Higher crossover_rate with lower mutation_rate emphasizes recombination; the inverse emphasizes mutation-driven exploration.

Attributes:
best_para

Return the best parameters found as a dictionary.

best_value

Return the best values found (raw parameter values).

search_data

Lazily construct and return the search results DataFrame.

Methods

eval_time

init_stats

iter_time

search

See also

EvolutionStrategyOptimizer

Mutation-focused evolutionary approach.

DifferentialEvolutionOptimizer

Mutation using vector differences.

ParticleSwarmOptimizer

Swarm-based optimization.

Notes

Each generation follows this cycle:

  1. Selection: Parents are chosen from the population based on fitness (higher scores are preferred).

  2. Crossover: With probability crossover_rate, pairs of parents recombine their genes to produce offspring.

  3. Mutation: Each gene in each offspring is randomly perturbed with probability mutation_rate.

  4. Replacement: The best individuals from the combined parent and offspring pool form the next generation.

The algorithm relies on the “building block hypothesis”: good partial solutions (schemata) are combined through crossover to construct better complete solutions over generations.

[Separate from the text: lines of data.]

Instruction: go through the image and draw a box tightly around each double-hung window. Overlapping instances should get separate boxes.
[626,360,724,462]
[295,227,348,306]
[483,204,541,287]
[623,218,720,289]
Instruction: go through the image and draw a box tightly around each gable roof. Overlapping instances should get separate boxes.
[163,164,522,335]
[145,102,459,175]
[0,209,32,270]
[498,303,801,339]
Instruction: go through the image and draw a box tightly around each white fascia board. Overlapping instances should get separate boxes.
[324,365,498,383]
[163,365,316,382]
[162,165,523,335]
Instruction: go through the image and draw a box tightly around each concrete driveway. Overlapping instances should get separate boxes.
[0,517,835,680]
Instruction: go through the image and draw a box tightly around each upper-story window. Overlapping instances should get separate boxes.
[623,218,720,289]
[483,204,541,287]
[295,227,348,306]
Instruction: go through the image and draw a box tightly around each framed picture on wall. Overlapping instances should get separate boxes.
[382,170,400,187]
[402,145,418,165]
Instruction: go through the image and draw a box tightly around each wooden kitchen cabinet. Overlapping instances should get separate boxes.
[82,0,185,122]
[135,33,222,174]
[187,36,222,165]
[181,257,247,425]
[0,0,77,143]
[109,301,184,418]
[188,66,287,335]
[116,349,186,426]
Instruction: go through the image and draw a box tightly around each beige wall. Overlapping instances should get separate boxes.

For visual explanations and tuning guides, see the Genetic Algorithm user guide.

Examples

>>> import numpy as np
>>> from gradient_free_optimizers import GeneticAlgorithmOptimizer
>>> def knapsack_like(para):
...     return para["item1"] * 10 + para["item2"] * 20 + para["item3"] * 15
>>> search_space = {
...     "item1": np.array([0, 1]),
...     "item2": np.array([0, 1]),
...     "item3": np.array([0, 1]),
... }
>>> opt = GeneticAlgorithmOptimizer(
...     search_space, population=20, mutation_rate=0.3, crossover_rate=0.7
... )
>>> opt.search(knapsack_like, n_iter=100)
property best_para[source]

Return the best parameters found as a dictionary.

Uses the Converter to transform the best position into user-friendly parameter names and values.

Returns:
dict or None

Dictionary mapping parameter names to their best values, or None if no evaluation has been performed yet.

property best_value[source]

Return the best values found (raw parameter values).

Returns:
list or None

List of best values in parameter order, or None if no evaluation has been performed yet.

property search_data: pd.DataFrame[source]

Lazily construct and return the search results DataFrame.

The DataFrame is only built when this property is accessed, avoiding a large memory spike at the end of high-dimensional optimizations. The result is cached so subsequent accesses don’t rebuild it.